Be Fair! Can Machine Learning Engineering Agents Adhere to Fairness Constraints?
2026-06-03 • Machine Learning
Machine LearningDatabases
AI summaryⓘ
The authors study machine learning engineering (MLE) agents, which are tools that can build ML pipelines automatically from simple instructions. They highlight a problem where users may not see important design decisions, leading to issues with fairness and correctness, especially in sensitive areas like medicine. By testing these agents on melanoma detection with fairness across skin tones as a focus, they found the automated pipelines were less accurate and fair compared to those made by humans. The authors suggest improvements are needed to let people better guide and check these automated ML processes.

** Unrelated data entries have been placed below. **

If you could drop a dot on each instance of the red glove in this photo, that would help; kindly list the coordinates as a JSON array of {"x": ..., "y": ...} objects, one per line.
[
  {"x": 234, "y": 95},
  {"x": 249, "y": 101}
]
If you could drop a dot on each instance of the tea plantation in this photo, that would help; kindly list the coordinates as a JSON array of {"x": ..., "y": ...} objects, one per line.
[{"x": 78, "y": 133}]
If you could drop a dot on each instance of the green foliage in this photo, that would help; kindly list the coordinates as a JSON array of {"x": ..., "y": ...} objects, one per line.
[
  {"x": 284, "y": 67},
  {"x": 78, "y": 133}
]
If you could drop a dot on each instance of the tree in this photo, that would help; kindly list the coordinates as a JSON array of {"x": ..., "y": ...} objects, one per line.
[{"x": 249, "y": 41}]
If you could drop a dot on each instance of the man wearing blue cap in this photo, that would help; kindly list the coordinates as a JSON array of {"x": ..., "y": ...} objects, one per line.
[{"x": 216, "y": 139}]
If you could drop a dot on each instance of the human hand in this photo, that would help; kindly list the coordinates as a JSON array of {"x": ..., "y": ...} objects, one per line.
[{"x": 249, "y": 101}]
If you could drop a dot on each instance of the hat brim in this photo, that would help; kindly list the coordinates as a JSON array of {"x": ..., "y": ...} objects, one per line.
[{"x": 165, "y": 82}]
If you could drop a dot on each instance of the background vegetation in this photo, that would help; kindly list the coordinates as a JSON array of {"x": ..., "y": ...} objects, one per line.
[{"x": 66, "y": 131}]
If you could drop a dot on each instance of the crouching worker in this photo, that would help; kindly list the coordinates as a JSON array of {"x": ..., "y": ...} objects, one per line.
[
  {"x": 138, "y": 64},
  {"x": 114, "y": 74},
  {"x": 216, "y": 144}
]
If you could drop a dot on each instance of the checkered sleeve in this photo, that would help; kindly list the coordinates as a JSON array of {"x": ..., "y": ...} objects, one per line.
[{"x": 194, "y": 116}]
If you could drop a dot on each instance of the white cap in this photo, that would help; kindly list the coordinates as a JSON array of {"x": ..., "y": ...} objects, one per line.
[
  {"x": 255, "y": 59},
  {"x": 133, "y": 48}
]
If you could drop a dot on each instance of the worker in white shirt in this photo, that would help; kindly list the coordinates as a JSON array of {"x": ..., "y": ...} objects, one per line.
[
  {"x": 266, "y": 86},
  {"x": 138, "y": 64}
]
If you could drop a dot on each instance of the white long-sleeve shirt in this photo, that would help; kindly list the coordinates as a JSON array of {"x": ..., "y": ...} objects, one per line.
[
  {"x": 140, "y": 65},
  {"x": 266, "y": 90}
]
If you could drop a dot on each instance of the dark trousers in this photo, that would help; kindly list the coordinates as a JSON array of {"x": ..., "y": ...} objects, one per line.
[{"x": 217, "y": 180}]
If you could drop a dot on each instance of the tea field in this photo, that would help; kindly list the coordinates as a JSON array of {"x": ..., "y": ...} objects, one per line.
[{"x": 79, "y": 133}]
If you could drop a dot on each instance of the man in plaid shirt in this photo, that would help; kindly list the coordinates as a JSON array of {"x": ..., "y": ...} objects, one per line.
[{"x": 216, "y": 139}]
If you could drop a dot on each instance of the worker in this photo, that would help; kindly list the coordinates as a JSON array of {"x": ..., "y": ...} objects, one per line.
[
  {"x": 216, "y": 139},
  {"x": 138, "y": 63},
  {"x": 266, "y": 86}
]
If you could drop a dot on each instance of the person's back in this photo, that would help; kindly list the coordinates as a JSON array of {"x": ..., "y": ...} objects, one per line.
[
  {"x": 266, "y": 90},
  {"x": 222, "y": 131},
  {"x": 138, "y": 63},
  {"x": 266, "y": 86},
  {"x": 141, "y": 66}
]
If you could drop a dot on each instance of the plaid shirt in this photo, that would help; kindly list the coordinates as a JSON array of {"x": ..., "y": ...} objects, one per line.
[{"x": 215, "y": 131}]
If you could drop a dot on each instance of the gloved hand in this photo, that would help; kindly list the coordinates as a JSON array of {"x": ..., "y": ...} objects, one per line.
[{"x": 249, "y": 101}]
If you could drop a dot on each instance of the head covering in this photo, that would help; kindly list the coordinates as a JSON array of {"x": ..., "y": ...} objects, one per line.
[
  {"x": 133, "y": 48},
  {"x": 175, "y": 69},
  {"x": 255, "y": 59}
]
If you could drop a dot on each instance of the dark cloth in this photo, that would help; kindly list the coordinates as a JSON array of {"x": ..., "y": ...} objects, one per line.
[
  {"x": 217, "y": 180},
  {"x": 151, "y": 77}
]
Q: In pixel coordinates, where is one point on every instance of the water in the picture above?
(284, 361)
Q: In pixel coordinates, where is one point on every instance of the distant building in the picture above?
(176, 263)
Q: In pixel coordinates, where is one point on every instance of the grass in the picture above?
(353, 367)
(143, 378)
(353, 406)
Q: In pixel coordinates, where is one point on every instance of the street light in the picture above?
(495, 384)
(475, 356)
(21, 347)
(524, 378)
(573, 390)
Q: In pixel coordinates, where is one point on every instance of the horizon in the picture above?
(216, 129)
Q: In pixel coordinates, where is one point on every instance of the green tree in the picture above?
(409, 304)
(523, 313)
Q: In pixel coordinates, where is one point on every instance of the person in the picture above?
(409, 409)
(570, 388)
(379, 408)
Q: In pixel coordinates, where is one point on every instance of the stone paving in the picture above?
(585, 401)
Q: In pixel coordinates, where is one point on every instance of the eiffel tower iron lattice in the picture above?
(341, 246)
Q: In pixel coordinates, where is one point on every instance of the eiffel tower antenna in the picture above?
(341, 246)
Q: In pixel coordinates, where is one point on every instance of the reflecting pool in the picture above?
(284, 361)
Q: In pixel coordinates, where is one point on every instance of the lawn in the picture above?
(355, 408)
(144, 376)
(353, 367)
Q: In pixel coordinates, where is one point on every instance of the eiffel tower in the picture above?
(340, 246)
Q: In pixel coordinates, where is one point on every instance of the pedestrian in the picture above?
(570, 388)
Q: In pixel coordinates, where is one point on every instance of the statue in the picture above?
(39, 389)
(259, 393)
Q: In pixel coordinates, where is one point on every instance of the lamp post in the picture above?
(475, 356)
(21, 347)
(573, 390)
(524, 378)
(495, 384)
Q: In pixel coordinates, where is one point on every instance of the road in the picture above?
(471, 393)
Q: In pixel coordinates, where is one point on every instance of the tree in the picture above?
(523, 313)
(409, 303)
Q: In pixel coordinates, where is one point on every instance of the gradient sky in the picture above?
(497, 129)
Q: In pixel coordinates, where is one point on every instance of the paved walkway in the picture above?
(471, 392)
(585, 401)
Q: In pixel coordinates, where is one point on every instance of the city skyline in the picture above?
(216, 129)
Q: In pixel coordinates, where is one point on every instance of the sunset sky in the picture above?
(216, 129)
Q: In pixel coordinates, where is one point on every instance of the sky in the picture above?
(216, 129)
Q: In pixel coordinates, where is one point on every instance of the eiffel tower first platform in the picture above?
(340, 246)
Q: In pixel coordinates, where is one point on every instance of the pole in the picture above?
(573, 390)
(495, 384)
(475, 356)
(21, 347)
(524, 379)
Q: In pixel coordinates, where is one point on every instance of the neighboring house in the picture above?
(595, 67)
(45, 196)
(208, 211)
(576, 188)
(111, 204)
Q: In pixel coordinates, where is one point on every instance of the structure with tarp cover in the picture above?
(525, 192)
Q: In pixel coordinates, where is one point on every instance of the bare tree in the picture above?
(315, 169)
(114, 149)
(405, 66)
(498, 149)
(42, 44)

machine learning engineeringMLE agentspipeline automationfairness in MLmelanoma classificationpredictive qualityresponsibility in AIregulatory compliancehuman-in-the-loopbias mitigation
Authors
Anna Richter, Julia Stoyanovich, Sebastian Schelter
Abstract
Machine learning engineering (MLE) agents promise to automate end-to-end ML pipeline development from raw data and natural language instructions, potentially making ML accessible to non-technical domain experts. However, in sensitive and regulated domains, this abstraction creates a responsibility gap: end-users may lack visibility into design choices that affect correctness, robustness, fairness, and regulatory compliance. We argue that existing benchmarks are insufficient to assess whether MLE agents can be safely applied in such settings. We propose desiderata for a responsibility-centered evaluation framework and conduct an exploratory study on melanoma classification, focusing on fairness across skin tones as a responsibility constraint. When evaluating two recent MLE agents, we find that agent-generated pipelines show high variance and consistently underperform manually designed baselines in both predictive quality and fairness, despite fairness-oriented prompts. These preliminary results suggest that further research is needed towards redesigning MLE agents to allow humans to guide the search process and reliably assess the compliance and quality of the generated ML pipelines.